Mark Andresen


On a Saturday evening at Green Papaya, glasses clink together and occasionally shatter. Doors creak open, allowing the sharp banter of pots and pans to spill from the kitchen. Voices blend into a consistent buzz, pierced by a bit of laughter here and there. Forks scrape, waiters call out, and music wafts above the din.

Another Saturday night out in Dallas, another assault on the eardrums.

Noise levels at restaurants cause more dissatisfaction among patrons than cost, service, cleanliness or even the size of portions, at least according to a National Restaurant Association survey. A publisher of restaurant guidebooks, Zagat, found that noise ranked second only to poor service in a list of problems cited by diners. "I don't usually enjoy loud places," says Dallas resident Tracy Schnyder. "I don't like screaming or being screamed at." Unfortunately for Schnyder and others like her, food service competes with sound systems, live music, open kitchens and the cacophony of noise building from every table in an establishment.

A bevy of research reports suggest some rather alarming consequences of noise pollution. According to the World Health Organization, for example, prolonged exposure to loud sounds potentially causes all kinds of health problems, ranging from hypertension to the heartbreak of psoriasis. Well, maybe not psoriasis. The constant pounding of modern life may also affect reading performance, problem-solving ability, attentiveness and memory. It may also affect memory. Oh, and attentiveness.
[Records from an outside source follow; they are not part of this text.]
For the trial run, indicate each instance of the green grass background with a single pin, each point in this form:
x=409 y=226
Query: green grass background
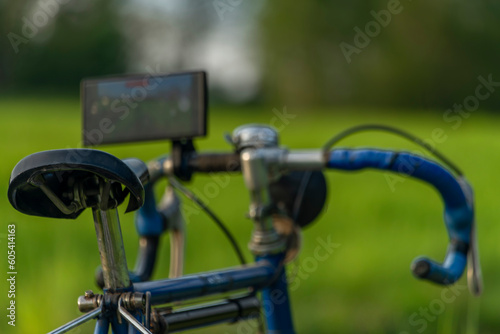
x=365 y=286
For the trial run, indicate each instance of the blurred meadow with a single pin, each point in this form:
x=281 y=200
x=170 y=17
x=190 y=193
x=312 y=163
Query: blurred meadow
x=262 y=59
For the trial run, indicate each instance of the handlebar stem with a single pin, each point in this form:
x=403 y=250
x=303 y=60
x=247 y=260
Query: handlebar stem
x=264 y=240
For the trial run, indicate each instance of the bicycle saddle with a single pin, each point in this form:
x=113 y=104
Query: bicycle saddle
x=62 y=183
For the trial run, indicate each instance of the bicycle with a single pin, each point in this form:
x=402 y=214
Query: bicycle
x=287 y=192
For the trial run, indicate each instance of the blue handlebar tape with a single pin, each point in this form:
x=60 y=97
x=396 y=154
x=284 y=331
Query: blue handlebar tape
x=456 y=194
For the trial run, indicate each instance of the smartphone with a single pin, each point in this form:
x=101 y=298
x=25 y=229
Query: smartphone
x=146 y=107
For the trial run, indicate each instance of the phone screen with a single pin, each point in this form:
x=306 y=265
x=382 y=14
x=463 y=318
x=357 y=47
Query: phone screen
x=144 y=108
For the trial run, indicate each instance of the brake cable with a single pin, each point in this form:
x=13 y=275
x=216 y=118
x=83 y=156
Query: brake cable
x=190 y=195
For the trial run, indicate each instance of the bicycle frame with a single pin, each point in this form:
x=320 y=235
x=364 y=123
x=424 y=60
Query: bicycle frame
x=126 y=306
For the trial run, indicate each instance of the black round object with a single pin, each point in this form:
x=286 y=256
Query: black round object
x=301 y=194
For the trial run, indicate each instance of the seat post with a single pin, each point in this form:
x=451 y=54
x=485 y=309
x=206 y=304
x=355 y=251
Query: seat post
x=111 y=249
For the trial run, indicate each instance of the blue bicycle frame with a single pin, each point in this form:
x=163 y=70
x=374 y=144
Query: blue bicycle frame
x=124 y=293
x=267 y=273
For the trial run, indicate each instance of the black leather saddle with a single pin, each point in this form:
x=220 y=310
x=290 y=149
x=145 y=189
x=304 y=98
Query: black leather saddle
x=62 y=183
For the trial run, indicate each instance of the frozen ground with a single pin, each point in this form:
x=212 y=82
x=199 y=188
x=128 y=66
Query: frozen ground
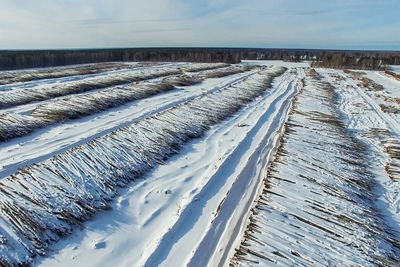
x=230 y=165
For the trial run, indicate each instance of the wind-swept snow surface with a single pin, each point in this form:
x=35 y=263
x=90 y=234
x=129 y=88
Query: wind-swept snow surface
x=318 y=204
x=43 y=201
x=198 y=164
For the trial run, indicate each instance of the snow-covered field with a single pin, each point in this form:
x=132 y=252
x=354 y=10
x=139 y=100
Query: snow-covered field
x=199 y=164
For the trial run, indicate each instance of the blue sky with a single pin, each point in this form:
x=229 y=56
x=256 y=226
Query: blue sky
x=336 y=24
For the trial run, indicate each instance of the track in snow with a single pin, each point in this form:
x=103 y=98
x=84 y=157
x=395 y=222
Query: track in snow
x=68 y=188
x=181 y=169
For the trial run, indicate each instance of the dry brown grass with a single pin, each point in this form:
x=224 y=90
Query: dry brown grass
x=388 y=109
x=313 y=74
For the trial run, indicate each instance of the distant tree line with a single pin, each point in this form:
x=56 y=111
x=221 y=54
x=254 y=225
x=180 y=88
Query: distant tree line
x=364 y=60
x=320 y=58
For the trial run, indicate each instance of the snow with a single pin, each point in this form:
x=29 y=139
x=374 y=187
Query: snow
x=286 y=64
x=395 y=68
x=175 y=178
x=363 y=116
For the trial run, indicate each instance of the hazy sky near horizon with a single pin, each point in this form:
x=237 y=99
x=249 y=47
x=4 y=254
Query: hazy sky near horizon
x=339 y=24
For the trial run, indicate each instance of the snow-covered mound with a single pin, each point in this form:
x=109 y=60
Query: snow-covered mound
x=43 y=202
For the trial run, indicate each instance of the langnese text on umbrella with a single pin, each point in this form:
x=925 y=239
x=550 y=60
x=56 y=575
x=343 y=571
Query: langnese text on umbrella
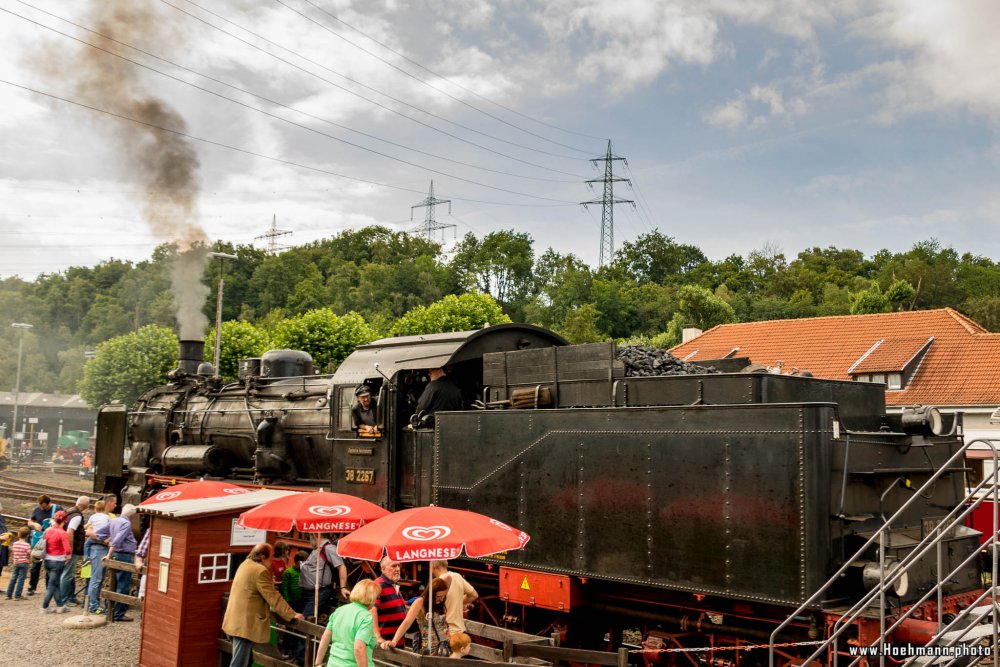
x=425 y=553
x=329 y=526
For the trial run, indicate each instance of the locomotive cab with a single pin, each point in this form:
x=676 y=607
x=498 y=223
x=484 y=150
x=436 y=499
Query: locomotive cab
x=394 y=469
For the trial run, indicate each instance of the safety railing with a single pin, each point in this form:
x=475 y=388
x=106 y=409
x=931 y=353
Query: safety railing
x=986 y=490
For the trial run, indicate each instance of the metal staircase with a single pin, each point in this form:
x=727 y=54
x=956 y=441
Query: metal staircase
x=955 y=640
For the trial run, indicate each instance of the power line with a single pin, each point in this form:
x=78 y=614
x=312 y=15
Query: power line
x=644 y=210
x=608 y=201
x=265 y=99
x=356 y=82
x=271 y=157
x=426 y=83
x=272 y=236
x=440 y=76
x=267 y=113
x=430 y=225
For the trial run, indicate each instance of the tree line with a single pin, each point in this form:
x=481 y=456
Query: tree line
x=363 y=284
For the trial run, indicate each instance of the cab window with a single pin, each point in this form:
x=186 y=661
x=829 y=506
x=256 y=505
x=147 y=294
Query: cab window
x=345 y=402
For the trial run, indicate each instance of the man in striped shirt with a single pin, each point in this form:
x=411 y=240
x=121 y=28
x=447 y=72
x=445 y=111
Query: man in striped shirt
x=391 y=608
x=20 y=554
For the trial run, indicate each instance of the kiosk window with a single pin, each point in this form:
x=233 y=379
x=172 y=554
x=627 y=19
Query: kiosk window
x=213 y=568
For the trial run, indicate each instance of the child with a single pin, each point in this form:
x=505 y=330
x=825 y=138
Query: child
x=290 y=588
x=279 y=561
x=292 y=592
x=20 y=554
x=461 y=644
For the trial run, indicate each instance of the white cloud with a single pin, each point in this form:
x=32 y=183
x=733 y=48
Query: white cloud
x=756 y=108
x=947 y=55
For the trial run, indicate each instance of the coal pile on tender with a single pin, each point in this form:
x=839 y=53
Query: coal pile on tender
x=643 y=361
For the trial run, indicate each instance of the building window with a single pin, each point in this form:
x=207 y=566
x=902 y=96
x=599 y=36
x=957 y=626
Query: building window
x=213 y=568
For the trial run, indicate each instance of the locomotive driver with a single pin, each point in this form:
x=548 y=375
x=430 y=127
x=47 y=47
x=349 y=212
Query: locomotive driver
x=363 y=412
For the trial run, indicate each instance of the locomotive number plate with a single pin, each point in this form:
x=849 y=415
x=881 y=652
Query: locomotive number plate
x=359 y=476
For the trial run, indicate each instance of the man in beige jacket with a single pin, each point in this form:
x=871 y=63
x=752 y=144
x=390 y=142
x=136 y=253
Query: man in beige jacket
x=251 y=599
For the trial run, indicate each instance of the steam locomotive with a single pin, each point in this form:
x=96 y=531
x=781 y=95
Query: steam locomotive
x=693 y=508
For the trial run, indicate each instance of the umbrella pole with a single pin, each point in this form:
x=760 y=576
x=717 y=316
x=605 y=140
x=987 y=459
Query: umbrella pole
x=430 y=609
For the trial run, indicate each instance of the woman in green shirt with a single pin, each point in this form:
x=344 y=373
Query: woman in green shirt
x=351 y=629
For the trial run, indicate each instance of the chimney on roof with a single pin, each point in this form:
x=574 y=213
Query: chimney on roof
x=690 y=333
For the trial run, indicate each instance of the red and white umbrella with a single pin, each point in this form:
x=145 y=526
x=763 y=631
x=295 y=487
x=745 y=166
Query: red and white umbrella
x=431 y=533
x=199 y=490
x=313 y=512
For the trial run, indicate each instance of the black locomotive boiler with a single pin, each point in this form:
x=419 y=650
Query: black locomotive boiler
x=702 y=508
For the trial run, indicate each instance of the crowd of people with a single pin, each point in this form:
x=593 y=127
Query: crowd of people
x=61 y=544
x=372 y=613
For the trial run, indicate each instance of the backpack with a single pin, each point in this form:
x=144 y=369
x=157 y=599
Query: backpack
x=36 y=535
x=38 y=550
x=311 y=564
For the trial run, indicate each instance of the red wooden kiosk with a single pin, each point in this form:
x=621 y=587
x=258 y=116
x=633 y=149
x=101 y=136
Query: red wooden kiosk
x=195 y=548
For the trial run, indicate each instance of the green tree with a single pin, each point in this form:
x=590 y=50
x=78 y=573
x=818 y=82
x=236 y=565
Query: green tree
x=900 y=295
x=452 y=313
x=328 y=337
x=240 y=340
x=581 y=325
x=126 y=366
x=699 y=307
x=869 y=301
x=500 y=264
x=656 y=258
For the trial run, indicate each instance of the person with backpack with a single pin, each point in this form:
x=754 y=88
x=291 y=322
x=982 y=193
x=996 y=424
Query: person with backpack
x=321 y=565
x=41 y=519
x=57 y=551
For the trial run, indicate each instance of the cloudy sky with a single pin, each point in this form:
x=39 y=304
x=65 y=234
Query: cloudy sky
x=745 y=123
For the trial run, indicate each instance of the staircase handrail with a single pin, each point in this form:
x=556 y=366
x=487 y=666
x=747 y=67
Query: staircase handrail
x=878 y=536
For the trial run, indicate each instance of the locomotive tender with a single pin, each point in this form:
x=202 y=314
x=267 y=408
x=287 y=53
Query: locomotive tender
x=655 y=502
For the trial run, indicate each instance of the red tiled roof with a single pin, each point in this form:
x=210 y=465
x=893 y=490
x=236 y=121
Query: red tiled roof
x=961 y=367
x=890 y=356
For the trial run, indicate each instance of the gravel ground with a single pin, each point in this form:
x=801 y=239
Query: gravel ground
x=31 y=638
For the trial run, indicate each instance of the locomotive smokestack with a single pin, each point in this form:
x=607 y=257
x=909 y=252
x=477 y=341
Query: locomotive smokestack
x=192 y=353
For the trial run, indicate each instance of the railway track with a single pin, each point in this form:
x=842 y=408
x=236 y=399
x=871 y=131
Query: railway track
x=23 y=489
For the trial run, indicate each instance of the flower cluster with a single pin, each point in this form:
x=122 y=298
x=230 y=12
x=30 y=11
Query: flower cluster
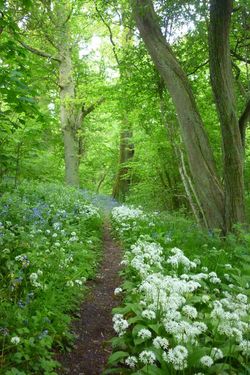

"You have to be hip now to be successful," says Mike Luther, regional manager for Sambuca. For many restaurants, including quiet, romantic spots, a combination of good food and music spells success. "It helps, because until you start to get full, you can pretty much hear everybody's conversation," explains Kala Gregor, co-owner of Hofstetter's, "and some people don't want to be heard.

Both loudness and length of exposure contribute to hearing problems, whether permanent or temporary. A National Institute for Occupational Safety and Health study conducted in 1998 found that humans could stand decibel levels of 110 dB for a minute and a half before sustaining some form of hearing damage, usually temporary. Babies scream at 110 dB. Drop the kid off with a baby sitter and head out to a techno club for a night of dancing, and your ears fight off another burst of 110 dB. Artillery fire--should you happen to get caught in a surprise barrage--pounds out an earsplitting 150 dB from 500 feet away.

Audiology experts claim loud restaurants register decibel levels averaging 85 dB--comparable to heavy traffic, ringing phones, vacuum cleaners or pop-up toasters. Professor Robert Sweetow, director of the audiology clinic at the University of California, San Francisco, claims that the noisiest restaurants may be damaging the hearing of waiters and others working full shifts during dinnertime rush, based on NIOSH standards setting a risk of hearing loss at 85 dB. In a study released last May, Sweetow and assistant Lisa Tate measured decibel levels ranging between 85.5 dB and 109 dB at five Bay Area establishments. When averaged over an eight-hour period, exposure ranged from 50.5 dB to 90 dB.

Many factors contribute to restaurant noise levels, including hard surfaces, high ceilings, open kitchens and large crowds. "This location is difficult," admits Luther of Sambuca, staring at his Addison restaurant. He fully understands the dynamics of sound. "There is a lot of concrete, open space, not enough buffers," he says, evaluating the interior. "But you can still enjoy a conversation."

Even Sweetow agrees that high noise levels pose little risk for restaurant patrons. "A diner is not at risk for permanent hearing loss," he says, "but people have a right to know what kind of environment they're walking into." Yet when Sweetow published his findings, he employed alarming language when discussing the threat to restaurant employees. "Sound levels of many routine activities have been measured at levels that could cause temporary or even permanent threshold shift, as well as tinnitus."

Roughly 30 million Americans are exposed daily to excessive occupational noise levels, and 120 million people worldwide suffer hearing difficulties, according to the World Health Organization, but an adult ear easily tolerates intermittent bursts up to 140 dB, and consistent exposure to average noise levels of 70 dB harms few people. Furthermore, the WHO states that an occupational exposure limit of 85 dB over an eight-hour day should protect most workers from permanent damage--something not mentioned in Sweetow's report.

Indeed, his "mini-study" assumes continuous average restaurant noise levels ranging from 50.5 dB (in a quiet bistro) to 90.1 dB (a restaurant/bar) over an eight-hour dinner rush, even though he acknowledges that the rush period typically lasts from 6 p.m. to 10 p.m. That's roughly four hours.

From all of this, Sweetow concludes "that we can add yet another group of individuals, restaurant employees, to the list of workers who need hearing conservation programs."

Meanwhile, the beat goes on. Or, as Luther says, "we like to set a mood."